Whether you know it or not, members of your church are ministering to Christians who struggle with homosexuality. Like the struggle itself, their ministry to those who suffer may be hidden, but it goes on, fueled by love. They are parents, grandparents, brothers and sisters, cousins, and friends of your church members – men and women — who are drowning in the residue of the sin of unwanted homosexuality.
Those who walk with homosexuals share the solitude and isolation that afflicts Christians who struggle with unwanted same-sex attraction. Secrecy fuels this sin in the shadow of the church, the very place where the light of cleansing is harbored. Our fears and limitations quench the power of the Holy Spirit to remove the deception and division and put the family back together. And the truth is, there is no reason to fear; no reason to limit God’s love to these sinners any more than to all the others who worship in our midst. There are plenty of resources, but “the greatest of these is love.”
Make it Clear
Jeff Buchanan, senior director of church equipping for Exodus International, says churches need to know and hold a biblical worldview on homosexuality and present it to their members, particularly in light of recent confusing messages from some denominations, including the Evangelical Lutheran Church in America.

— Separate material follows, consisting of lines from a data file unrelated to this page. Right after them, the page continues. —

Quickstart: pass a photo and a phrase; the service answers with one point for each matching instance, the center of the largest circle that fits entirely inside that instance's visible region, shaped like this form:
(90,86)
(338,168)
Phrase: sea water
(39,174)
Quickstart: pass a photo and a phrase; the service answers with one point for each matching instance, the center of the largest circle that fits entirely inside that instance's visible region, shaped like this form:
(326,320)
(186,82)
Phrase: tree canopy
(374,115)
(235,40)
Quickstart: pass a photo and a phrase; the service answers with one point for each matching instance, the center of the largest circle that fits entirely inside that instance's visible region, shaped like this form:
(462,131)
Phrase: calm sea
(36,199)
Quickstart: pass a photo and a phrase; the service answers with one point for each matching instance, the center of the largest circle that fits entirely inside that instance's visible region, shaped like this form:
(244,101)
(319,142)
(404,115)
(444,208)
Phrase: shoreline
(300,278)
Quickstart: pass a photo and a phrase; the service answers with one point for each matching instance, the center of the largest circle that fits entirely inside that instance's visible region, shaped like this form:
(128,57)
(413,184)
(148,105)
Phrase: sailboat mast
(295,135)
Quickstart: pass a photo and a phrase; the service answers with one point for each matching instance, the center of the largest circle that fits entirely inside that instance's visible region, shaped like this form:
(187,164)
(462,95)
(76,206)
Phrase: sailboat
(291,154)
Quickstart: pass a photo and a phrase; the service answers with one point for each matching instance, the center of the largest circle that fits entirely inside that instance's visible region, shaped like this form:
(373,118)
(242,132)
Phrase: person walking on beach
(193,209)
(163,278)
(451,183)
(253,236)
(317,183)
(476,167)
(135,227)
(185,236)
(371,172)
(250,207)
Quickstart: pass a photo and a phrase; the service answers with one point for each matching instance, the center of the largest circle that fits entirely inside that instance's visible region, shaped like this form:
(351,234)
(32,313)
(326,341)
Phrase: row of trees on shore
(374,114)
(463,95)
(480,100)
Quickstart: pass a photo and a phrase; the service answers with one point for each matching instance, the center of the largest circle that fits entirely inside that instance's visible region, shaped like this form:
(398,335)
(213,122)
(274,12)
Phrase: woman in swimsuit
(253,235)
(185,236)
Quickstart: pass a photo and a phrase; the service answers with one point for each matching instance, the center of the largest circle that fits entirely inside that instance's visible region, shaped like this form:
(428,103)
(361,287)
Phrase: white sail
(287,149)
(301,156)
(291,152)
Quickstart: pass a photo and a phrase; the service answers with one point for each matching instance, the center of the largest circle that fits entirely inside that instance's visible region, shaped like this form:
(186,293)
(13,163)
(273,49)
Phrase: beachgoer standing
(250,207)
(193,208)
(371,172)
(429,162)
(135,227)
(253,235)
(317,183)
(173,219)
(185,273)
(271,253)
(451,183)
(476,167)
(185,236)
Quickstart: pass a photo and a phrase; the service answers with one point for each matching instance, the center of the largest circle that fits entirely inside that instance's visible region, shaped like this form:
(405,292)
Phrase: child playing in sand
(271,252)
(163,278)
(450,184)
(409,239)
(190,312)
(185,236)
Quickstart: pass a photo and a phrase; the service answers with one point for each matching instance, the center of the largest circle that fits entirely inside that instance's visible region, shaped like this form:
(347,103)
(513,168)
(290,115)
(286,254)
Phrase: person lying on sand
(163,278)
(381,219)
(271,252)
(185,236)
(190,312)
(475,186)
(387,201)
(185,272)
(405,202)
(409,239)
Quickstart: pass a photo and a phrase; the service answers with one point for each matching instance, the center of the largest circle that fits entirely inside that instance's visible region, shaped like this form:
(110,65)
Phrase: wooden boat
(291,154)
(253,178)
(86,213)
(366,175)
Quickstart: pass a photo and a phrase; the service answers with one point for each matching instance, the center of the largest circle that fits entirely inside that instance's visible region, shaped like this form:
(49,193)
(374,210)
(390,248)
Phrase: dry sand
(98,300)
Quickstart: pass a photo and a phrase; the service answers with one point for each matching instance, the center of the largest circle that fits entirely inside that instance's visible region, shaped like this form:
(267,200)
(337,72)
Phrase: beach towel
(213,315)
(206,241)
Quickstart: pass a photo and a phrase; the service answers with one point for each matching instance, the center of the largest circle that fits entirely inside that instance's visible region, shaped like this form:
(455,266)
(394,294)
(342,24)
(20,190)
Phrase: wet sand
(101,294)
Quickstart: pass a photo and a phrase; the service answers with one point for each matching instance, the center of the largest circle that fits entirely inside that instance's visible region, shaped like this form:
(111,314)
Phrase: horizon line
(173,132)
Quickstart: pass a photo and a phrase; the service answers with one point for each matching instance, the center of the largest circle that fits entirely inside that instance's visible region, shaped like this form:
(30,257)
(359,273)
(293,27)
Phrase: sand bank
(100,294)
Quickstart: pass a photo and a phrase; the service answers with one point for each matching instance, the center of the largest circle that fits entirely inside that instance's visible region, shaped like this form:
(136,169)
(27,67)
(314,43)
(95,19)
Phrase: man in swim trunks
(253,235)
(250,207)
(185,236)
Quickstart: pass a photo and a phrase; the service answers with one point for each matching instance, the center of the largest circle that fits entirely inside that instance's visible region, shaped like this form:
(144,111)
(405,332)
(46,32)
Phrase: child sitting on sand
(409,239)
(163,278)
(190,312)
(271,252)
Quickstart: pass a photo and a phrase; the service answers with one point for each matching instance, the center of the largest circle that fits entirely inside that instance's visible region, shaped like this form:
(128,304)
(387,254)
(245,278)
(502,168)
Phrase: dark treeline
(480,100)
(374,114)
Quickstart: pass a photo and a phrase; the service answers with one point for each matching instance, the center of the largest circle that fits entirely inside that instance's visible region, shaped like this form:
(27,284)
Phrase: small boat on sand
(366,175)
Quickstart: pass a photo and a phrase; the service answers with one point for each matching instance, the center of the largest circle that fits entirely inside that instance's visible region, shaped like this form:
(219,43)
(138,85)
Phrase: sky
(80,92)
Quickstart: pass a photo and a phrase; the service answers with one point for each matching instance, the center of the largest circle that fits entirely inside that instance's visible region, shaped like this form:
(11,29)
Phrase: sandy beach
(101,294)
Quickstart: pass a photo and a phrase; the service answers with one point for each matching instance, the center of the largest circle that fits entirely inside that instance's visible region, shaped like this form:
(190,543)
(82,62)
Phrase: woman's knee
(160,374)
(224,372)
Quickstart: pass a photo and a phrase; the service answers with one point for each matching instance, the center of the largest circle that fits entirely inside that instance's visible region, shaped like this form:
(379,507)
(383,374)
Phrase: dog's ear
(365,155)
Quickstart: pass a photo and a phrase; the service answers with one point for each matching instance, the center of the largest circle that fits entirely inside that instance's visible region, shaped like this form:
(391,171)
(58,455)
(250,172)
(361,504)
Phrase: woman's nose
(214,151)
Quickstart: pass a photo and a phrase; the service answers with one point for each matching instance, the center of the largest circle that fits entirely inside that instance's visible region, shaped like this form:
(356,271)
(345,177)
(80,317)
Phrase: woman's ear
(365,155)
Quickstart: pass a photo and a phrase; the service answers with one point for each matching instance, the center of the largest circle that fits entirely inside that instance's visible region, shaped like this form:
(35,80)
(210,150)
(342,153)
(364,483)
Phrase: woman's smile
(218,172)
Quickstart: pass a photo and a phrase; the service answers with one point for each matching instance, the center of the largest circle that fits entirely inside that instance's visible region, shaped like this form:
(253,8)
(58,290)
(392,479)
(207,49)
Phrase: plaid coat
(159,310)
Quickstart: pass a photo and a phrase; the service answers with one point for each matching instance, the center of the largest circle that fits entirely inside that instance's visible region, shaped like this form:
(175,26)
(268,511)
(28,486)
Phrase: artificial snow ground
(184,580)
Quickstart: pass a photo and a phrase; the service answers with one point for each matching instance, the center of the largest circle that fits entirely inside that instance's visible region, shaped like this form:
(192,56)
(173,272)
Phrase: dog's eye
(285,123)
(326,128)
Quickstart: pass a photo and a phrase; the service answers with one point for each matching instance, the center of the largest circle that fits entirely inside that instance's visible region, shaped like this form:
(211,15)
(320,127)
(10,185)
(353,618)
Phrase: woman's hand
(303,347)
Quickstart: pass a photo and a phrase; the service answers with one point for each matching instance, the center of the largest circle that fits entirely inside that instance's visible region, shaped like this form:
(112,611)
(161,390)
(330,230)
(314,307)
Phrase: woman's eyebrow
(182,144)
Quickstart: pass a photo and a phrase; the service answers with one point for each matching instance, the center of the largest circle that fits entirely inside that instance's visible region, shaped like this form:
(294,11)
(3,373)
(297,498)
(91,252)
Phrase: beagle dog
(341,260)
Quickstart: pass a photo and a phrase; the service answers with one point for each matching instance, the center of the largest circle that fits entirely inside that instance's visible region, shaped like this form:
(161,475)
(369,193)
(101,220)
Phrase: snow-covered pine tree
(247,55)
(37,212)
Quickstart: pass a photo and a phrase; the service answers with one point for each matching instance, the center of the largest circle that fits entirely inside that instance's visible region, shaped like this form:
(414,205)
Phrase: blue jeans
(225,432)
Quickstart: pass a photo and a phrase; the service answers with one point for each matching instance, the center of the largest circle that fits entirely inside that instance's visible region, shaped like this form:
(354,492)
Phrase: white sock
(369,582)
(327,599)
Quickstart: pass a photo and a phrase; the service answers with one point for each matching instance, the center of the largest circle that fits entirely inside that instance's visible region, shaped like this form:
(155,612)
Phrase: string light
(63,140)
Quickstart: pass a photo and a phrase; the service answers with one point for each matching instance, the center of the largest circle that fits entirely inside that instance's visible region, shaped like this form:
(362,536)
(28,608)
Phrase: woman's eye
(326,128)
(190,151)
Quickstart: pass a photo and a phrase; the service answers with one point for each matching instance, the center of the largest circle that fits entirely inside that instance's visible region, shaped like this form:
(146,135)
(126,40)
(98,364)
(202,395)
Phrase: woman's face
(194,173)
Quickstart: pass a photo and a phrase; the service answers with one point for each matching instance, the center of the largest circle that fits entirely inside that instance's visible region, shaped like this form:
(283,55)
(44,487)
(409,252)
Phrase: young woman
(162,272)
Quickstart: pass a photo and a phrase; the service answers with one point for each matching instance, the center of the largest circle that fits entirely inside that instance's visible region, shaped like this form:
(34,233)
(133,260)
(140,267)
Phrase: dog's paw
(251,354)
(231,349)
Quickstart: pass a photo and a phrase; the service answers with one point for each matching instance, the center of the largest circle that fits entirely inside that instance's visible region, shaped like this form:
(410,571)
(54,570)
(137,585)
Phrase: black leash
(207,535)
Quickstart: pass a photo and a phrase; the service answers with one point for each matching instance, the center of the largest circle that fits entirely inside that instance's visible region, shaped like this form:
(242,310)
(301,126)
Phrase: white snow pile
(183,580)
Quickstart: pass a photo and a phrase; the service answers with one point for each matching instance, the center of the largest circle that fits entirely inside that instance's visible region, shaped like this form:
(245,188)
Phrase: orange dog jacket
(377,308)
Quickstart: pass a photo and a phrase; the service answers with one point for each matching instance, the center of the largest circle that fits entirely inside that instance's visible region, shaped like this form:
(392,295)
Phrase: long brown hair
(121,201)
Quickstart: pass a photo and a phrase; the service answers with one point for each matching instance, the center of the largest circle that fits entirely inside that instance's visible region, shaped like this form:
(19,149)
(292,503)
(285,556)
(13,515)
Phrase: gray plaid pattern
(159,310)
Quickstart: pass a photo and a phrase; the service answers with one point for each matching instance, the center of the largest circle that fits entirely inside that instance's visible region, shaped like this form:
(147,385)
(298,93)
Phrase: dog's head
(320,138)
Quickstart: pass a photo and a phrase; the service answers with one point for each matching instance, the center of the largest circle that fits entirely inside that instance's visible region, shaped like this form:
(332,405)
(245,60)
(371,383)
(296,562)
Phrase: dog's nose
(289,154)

What is that biblical worldview?
“They (struggler and church) must agree that homosexual behavior, by definition, is a sin and that a homosexual orientation is not sinful, nor is it an individual’s choice,” said Buchanan in a recent interview with New Man Magazine. “If the church believes this and the person struggling understands it, then he or she should be just as involved as any other member of the congregation. That’s how I found my freedom (from homosexuality). My church was accepting of me as a child of God, but not of my actions. They saw the potential of what God could do in my life and what God could make me.”
Buchanan believes that “it is essential and nonnegotiable for a same-sex struggler to be involved in the local church” where members can walk with him or her in the pursuit of freedom and healing and an end to homosexual sin in their lives.
Buchanan obtained freedom from homosexual acting out, as did Mike Goeke, a pastor who helps lead a ministry to homosexual strugglers at Stonegate Fellowship, an SBC church in Midland, Texas.
“It is important to remember that homosexual desires and feelings do not mean someone is a ‘homosexual,’” said Goeke in Homosexuality: Your Questions Answered, published by the SBC Ethics and Religious Liberty Commission in 2005.
“Homosexual desires may lead one to accept a homosexual identity, but every Christian is first and foremost a child of God. Someone who struggles with unwanted homosexual desires is not a homosexual. Someone who practiced homosexuality in the past is not a homosexual simply because of their past struggles. Temptation is not sin and should not be treated as such. If the church takes each person as it finds them and holds every Christian to the same standard, then the church should have no problem finding a place for anyone in the local church.”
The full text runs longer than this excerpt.